Choose Safe Food and Drinks
Contaminated food or drinks can cause travelers’ diarrhea and other diseases and disrupt your travel. Travelers to low or middle income destinations are especially at risk. Choose safer food and drinks to prevent getting sick.
- Eat foods that have been fully cooked and served hot.
- Do not eat fresh vegetables or fruits unless you can wash or peel them yourself.
- Drink only bottled, sealed beverages, and avoid ice—it was likely made with tap water.
Animals can look cute and cuddly, and you may want to pet them. But any animal, even if it appears to be friendly or harmless, can spread disease and may be dangerous. When traveling, don’t pet or feed animals, even pets, as they may not be vaccinated against rabies and other diseases. Animal bites can cause a bacterial infection, that may require antibiotics, so seek medical attention after any animal encounter. Also, be sure you are up-to-date on your tetanus vaccination.
Protect Against Sun and Extreme Temperatures
Apply sunscreen with SPF 15 or higher when traveling. Protecting yourself from the sun isn’t just for tropical beaches—you can get a sunburn even if it’s cloudy or cold.

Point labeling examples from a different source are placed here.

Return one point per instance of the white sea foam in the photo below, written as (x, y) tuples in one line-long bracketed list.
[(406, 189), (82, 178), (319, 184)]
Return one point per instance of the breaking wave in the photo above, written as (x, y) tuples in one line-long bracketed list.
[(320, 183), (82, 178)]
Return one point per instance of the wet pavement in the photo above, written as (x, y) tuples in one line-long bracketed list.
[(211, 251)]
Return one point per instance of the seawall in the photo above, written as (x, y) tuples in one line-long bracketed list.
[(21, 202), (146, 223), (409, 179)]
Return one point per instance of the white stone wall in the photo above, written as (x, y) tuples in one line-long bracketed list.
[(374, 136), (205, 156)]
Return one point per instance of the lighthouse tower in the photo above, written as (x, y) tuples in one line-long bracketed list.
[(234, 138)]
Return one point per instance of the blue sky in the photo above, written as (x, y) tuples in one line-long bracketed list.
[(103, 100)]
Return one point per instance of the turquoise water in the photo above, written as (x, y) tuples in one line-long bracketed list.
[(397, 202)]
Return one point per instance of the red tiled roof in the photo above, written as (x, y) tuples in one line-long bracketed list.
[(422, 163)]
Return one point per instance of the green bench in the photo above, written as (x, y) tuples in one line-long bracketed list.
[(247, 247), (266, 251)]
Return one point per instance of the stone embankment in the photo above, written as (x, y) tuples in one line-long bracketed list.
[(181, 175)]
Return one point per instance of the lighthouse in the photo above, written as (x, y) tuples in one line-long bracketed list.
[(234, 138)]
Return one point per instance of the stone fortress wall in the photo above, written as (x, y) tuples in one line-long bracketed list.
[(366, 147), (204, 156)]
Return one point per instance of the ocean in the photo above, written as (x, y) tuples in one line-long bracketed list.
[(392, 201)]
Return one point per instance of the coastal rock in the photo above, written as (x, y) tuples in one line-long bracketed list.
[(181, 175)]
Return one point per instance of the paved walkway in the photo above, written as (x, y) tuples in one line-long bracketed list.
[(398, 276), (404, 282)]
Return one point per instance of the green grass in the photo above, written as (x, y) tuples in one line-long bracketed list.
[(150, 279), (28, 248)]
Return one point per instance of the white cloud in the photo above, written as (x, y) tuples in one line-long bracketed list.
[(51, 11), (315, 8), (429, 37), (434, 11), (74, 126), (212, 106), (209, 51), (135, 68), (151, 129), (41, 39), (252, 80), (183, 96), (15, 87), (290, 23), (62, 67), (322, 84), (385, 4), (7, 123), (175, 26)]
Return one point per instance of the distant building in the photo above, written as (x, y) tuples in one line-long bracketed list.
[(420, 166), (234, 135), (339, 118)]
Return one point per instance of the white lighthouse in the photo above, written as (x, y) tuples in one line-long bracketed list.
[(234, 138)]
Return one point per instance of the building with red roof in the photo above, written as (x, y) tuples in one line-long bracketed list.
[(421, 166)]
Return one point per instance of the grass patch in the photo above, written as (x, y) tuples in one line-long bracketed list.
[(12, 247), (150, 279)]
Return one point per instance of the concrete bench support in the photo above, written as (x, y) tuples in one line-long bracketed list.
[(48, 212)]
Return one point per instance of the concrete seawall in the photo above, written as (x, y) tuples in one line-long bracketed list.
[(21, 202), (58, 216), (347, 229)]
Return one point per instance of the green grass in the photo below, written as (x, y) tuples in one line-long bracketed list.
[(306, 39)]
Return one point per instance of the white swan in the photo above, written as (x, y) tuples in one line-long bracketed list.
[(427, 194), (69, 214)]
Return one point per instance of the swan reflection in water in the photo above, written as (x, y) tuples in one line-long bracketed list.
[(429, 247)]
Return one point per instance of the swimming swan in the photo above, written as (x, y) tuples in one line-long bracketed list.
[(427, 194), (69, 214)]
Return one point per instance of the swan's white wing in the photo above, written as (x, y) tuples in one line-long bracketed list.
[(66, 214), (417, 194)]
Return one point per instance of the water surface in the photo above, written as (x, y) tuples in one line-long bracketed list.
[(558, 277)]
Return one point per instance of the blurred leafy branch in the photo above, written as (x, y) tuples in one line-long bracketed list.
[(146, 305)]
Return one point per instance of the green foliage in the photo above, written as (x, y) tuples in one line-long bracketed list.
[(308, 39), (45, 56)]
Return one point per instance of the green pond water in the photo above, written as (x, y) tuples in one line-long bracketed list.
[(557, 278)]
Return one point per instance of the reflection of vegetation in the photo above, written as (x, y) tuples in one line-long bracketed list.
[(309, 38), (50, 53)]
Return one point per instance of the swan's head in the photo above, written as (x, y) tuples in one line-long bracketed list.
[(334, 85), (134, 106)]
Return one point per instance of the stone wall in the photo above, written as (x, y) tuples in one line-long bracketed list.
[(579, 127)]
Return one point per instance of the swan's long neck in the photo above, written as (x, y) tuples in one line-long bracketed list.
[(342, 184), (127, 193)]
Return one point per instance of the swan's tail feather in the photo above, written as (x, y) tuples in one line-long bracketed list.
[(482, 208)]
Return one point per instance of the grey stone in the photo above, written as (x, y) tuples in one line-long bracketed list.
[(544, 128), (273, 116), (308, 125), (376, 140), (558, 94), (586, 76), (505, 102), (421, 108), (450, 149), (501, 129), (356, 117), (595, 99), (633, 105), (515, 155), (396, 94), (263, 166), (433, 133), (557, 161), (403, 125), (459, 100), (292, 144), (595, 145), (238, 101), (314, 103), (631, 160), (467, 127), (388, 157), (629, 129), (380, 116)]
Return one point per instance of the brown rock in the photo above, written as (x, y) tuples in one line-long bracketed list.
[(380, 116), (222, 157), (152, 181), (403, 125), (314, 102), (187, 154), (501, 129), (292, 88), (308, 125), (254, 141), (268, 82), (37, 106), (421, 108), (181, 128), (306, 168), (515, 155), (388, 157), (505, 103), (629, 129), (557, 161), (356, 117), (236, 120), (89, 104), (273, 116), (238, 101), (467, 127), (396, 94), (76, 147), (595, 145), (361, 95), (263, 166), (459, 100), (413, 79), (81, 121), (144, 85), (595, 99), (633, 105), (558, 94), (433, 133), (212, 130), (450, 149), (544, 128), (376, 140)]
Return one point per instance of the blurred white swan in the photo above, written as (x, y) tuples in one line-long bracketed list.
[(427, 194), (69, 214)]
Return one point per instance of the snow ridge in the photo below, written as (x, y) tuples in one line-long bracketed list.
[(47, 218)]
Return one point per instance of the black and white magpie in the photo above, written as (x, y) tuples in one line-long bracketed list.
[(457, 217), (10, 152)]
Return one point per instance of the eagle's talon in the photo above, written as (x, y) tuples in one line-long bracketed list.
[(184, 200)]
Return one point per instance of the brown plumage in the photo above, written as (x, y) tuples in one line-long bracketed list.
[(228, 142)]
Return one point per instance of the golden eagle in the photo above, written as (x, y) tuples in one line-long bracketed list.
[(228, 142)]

Emergencies and Natural Disasters
If you or a travel companion gets an injury or sickness that can’t be helped with basic first aid or an over-the-counter medicine, seek medical attention right away. Visit Getting Health Care During Travel to learn how to connect with a doctor or medical services during your trip.
If you bought evacuation insurance and think you need to use it, call the travel insurance company for assistance.
For other emergencies or natural disasters you may want to do the following:
- Contact family, friends, a trusted colleague, or your employer as soon as possible after the disaster to keep them informed of your location and health status.
- Monitor travel advisories and announcements by the U.S. Department of State and the Voice of America (VOA) websites.
- Contact the U.S. embassy or consulate.